"I guess my best wasn't good enough"
ELAINE POV
"Elaine this is getting serious" I lowered my head to avoid an eye contact with my doctor because he might see the emotions that lurking inside me that could trigger my heart disease. Sometimes I ask myself on why I have these differences that separates me to the general public
"Elaine? Are you listening?" I nod my head and still lowering my head
"Look at me" I slowly look him and he raised his eyebrows
"I see, does your father know this one?" I shrugged my head and he just sigh then grab a donut. His favorite snack
"You know Elaine, you're getting close of controlling your emotions but what your doing is an abused!" I fake smile and look at my right trying to remain subtle
"I thought everything is under control" I can see that he is controlling his anger and I'm pretty much aware that he is saying something that is logical
"Anyways, are you taking your meds?" I nod my head and he handed me a donut
"So for now stay at home and be alright. Okay?" I guess there are things that will never change and I'm feeling sad for Franco and Lucio. Dad may get angry to them but I know they will not lose their job, I'll just explain to my father when I see him later
'grrrllll' that is the sound of my stomach.. sorry
"I guess I'm hungry" I tried to look around and it's already 7pm. My usual time of walk is night and you already know it guys. Hehe
"El Laine" I laugh a little when I read the name of an luxury restaurant. I guess my dad made this in reality. This is the name of my doll who got stollen by a beggar near the restaurant. For me it's just okay because it's just a toy but what hurts me the most is seeing his intentions.
-- fast forward
"Dad!! El Laine is getting prettier everyday!" I raised my doll and put it in front of my father and my brother was just smiling
"Just like you!" He pinched me into my nose and patted my head when someone grab my doll and ran. I was shocked and I couldn't move then my brother jolted to catch the child as I am whimpering with my dad hugging me
"Hushh it's okay.. your brother will get it back" my dad said while kissing my forehead just to make me calm
I saw my brother stop and he talk to the kid who stole my doll. The kid was crying and a girl who was at the same age of me suddenly kneel and apologize
There my brother stop them from doing such and offer a hand for help. After a few minutes he patted the head of the two kids and turn around then walk towards us smiling while the two kids behind was crying so bad then the other kid hug her brother.

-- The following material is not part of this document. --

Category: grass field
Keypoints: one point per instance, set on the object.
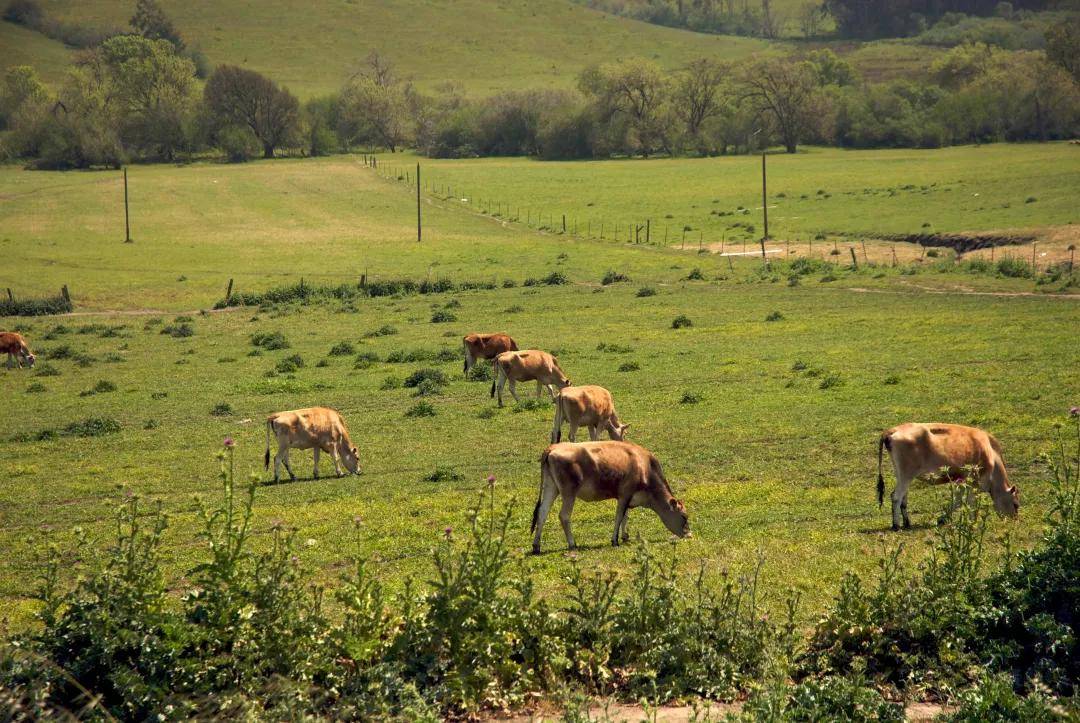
(478, 44)
(768, 458)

My father also smiled and my brother sat as he lowered himself into me so that we could be at the same height the said
"There are things in this world which we own that others doesn't have. Let's learn to understand people and just move on" I feel bizarre hearing those words from him that who is so silent and focus with his studies. He has a lot of hopes and dreams that surely encourages him to grow even stronger in life
"What happened?" My dad asked and my brother look at my dad
"The child is dying and her last wish is to have a doll. I know it's a bad thing to steal but it's not bad to give right? Let's go?" I wipe my tears and hug my brother, he just smiled and carry me into his back
-- end of flashback
Maybe I will just eat dinner at home. Besides I forgot my money and I'll just call my driver if I wanted to go home. And I can also walk it's not too far but it's exhausting. Hehe
I decided to go to the sea near our area. It's quite peaceful and calm a perfect place to stretch my tendons and shout but I don't think it's a good idea to shout and let my emotions burst because I might faint here and ghost will devour my body!
Cut the crap.
8:30pm
I look at my watch and feel the cold breeze of the sea as it welcomes me. This is so relaxing how I wish that life will always be like the sea. Its vast and wide but there are always life even how deep it is and the hope for survival.
"Elaine?" I froze when I heard his voice. I cant be wrong this is White!
Exhale
Inhale
Exhale
Inhale
Okay I'm feeling okay! I'm not nervous! Where just friends..
"Oh white?" As what the doctor said I turn back my old self which was stoic and emotionless. I tried to changed but I guess my best wasn't good enough and this is my destiny. Also there is no such thing as a change that could happen overnight. It takes adjustments and getting yourself ready
"It's late" White seems nervous as he speak to me. Do I look hideos? I scan my body and yeah I look hideos, I'm just wearing a simple dress and it's colored white. It's like dress to kill
"Okay b--ye" What am I trembling? I need to calm and remain relaxed. I can't collapsed here! Dad will surely get furious and I can never get out.. I can do this!! Darn you White!
Here I pass you!
Please don't call me!
Don't talk to me!!
Don't grab my h--
"Uhmm" He grab my hand -_-
I stop but I didn't look at him. My face is red and I don't know why! For sure it's not love because I'm not feeling weird.. Were friends!
"Nothing.. Good Night" I just nod my head and walk as fast as I could then I realize one thing
He's telling me Good Night?
I haven't eaten my dinner yet!
'grroowwlll"
As I look again the sea I felt peace and I don't know why but White is one of it.